Deep Reinforcement Learning for the Co-Optimization of Vehicular Flow Direction Design and Signal Control Policy for a Road Network

Reinforcement Learning (RL) is a popular approach for deciding on an optimum traffic signal control policy to alleviate congestion in a road network. However, the traffic signal control policy can also be optimized in conjunction with the design of vehicular flow directions to further improve traffic performance. The design of vehicular flow directions refers to the right of way or directional restriction imposed in a road network. Here, a new RL-based technique is presented for co-optimization of the design of vehicular flow directions and control policy for traffic signals. This technique consists of a two-step iterative process, wherein a set of vehicular flow directions for a road network is generated, then a RL-based approach is used to train the traffic signal control policy over the given set of vehicular flow directions.
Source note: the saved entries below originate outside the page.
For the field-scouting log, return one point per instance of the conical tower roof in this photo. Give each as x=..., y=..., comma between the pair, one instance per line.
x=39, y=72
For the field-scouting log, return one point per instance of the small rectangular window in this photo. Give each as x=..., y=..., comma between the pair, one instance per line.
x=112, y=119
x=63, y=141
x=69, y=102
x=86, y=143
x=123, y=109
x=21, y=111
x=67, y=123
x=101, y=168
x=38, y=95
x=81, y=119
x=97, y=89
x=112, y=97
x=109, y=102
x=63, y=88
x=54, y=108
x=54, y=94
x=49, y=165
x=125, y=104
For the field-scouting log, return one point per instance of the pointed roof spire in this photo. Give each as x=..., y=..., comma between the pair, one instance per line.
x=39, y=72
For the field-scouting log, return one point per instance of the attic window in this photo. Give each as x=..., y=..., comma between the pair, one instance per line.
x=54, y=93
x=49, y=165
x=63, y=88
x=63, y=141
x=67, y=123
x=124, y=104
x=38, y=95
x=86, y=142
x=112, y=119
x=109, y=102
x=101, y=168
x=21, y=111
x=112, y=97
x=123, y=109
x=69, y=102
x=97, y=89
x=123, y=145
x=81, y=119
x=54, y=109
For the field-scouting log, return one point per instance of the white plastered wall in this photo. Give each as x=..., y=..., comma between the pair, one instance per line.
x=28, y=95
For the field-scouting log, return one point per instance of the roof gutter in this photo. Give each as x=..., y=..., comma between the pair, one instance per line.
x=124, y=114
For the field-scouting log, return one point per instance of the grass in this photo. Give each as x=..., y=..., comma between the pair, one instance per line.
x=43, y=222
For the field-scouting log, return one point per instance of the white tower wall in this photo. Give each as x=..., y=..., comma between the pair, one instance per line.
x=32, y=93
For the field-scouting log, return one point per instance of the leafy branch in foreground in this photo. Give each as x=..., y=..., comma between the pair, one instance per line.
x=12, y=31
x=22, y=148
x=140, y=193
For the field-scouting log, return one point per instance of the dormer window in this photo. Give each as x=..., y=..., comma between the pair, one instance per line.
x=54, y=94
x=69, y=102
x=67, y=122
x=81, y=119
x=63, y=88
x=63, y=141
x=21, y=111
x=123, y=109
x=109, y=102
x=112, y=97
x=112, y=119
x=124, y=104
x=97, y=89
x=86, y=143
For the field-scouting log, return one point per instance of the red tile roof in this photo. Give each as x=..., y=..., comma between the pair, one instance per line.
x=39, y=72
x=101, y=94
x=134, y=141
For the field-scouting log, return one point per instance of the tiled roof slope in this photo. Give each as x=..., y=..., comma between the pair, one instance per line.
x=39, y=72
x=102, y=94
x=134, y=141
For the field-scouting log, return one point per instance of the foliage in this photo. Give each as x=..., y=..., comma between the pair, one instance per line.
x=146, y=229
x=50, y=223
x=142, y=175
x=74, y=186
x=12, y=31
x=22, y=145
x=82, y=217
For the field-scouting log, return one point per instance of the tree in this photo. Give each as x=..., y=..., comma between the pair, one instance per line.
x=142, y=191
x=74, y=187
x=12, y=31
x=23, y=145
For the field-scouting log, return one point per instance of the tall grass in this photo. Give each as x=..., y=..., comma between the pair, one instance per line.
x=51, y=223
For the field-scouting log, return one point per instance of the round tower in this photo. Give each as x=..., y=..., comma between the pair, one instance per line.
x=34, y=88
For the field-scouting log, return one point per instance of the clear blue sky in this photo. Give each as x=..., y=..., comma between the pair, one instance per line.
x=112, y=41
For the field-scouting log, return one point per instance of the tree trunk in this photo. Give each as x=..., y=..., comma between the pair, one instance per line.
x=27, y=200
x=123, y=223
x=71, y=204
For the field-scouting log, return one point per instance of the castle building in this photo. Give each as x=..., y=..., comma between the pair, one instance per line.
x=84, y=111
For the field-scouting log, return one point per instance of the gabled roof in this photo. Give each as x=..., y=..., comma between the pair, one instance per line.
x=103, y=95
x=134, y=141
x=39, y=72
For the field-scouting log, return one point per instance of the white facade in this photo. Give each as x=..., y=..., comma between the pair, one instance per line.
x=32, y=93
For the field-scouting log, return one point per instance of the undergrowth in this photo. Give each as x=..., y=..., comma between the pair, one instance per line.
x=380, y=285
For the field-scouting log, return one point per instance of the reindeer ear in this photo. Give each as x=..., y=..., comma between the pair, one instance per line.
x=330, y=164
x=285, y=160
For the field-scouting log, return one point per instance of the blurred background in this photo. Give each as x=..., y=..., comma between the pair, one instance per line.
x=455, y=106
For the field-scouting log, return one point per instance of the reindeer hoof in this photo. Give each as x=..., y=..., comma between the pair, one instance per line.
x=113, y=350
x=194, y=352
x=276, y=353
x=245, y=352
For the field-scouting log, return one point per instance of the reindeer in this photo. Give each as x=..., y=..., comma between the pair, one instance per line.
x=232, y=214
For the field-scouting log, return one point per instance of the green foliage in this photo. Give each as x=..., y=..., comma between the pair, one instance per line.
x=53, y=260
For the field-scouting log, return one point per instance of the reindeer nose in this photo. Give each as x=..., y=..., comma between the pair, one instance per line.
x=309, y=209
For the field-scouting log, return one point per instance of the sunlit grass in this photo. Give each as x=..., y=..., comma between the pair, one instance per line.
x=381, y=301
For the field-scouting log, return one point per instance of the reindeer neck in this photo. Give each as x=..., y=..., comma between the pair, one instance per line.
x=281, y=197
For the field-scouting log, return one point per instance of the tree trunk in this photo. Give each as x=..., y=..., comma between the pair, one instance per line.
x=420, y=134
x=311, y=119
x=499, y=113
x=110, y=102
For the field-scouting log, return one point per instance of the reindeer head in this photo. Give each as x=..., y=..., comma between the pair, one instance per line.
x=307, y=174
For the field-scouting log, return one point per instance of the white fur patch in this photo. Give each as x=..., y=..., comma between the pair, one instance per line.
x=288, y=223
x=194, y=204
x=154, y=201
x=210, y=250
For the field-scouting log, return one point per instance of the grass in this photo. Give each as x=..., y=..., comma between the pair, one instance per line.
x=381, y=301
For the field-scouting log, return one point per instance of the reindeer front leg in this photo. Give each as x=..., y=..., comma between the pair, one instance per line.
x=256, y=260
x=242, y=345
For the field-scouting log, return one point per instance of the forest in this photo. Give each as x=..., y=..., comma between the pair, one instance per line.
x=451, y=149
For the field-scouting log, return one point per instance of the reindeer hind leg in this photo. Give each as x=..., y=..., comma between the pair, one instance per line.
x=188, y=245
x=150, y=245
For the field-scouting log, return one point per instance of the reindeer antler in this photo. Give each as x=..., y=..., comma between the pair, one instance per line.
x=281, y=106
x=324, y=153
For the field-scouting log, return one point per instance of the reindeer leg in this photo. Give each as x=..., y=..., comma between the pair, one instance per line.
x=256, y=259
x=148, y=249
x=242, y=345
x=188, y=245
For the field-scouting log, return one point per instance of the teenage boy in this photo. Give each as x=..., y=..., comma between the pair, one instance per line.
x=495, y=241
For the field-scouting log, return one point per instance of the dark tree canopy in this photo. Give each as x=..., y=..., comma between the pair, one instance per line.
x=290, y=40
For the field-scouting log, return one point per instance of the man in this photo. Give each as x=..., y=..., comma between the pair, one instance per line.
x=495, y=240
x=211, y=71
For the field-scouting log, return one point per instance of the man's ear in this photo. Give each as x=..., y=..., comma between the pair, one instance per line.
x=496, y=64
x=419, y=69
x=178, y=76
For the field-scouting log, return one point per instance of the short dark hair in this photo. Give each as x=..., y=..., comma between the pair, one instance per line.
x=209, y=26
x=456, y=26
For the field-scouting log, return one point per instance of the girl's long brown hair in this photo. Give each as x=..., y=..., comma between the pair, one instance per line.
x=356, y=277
Following the proposed technique, the vehicular flow directions with poor traffic performance are iteratively eliminated, while new vehicular flow directions are generated to achieve better traffic performance and realize convergence to a maximum possible expected traffic performance. The proposed RL-based technique is evaluated by using two examples under rush hour and non-rush hour traffic conditions. It is found that, compared to a RL-based approach in which only traffic signal control policy is considered, the proposed approach can be used to obtain a better traffic performance in terms of vehicular queue length and throughput.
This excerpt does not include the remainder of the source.